Sakhare RS, Desai JC, Mathew JK, McGregor JD, Bullock DM. J. Transp. Technol. (Irvine, Calif.) 2021; 11(2): 157-167.

Copyright

(Copyright © 2021, Scientific Research Publishing)

DOI

10.4236/jtts.2021.112010

PMID

unavailable

Abstract

Work zone safety continues to be one of the important focus areas for transportation agencies. Previous studies have identified that vehicle speed and lighting conditions are significant risk factors impacting work zone safety. This study evaluated the impact of the use of presence lighting and digital speed limit trailers on nighttime motorist speeds using commercially available connected vehicle speed data.

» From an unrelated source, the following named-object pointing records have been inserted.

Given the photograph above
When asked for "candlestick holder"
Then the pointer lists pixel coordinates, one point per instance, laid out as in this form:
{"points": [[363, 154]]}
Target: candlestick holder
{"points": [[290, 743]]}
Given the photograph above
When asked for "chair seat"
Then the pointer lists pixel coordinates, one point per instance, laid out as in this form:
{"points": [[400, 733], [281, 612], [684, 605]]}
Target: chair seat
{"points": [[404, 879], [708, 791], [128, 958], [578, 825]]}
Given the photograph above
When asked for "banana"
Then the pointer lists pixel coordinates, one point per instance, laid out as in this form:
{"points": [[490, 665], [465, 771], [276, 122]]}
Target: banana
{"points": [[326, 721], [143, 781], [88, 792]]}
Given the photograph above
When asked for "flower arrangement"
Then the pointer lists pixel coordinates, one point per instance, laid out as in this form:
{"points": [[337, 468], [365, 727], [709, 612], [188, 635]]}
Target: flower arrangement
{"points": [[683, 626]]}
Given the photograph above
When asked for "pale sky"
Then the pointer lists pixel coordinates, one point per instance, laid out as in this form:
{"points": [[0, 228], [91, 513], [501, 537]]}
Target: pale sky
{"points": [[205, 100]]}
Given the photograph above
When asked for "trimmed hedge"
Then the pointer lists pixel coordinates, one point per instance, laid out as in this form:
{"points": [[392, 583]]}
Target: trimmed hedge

Geospatial analysis was conducted on over 500,000 connected vehicle records to linear reference nearly 18,000 records from 195 unique trajectories to study section during the study period of 2 days.

RESULTS showed that median speeds reduced by 4 to 13 mph from 11PM to 7AM during the deployment of presence lighting and speed limit trailers compared to base conditions. A Kolmogorov-Smirnov (KS) statistical test comparing 105 vehicles traveling through the construction zone with presence lighting and speed limit trailers with a group of 90 vehicles during base condition indicated the speeds during the deployment of presence lighting and speed limit trailers were lower than the base condition. Also, increased compliance with the 55 mph speed limit was observed when the presence lighting and digital speed limit trailers were deployed. However, there were two hours (3AM to 5AM) where speeds increased by 0 - 4 mph, perhaps due to the low volume at that hour. The encouraging results support the further deployment of presence lighting and speed limit trailers in nighttime construction zones for reducing vehicle speeds. Those future deployments should be monitored with connected vehicle speeds to collect additional data to broaden the evaluation of these speed mitigation techniques over a diverse set of construction zone activities.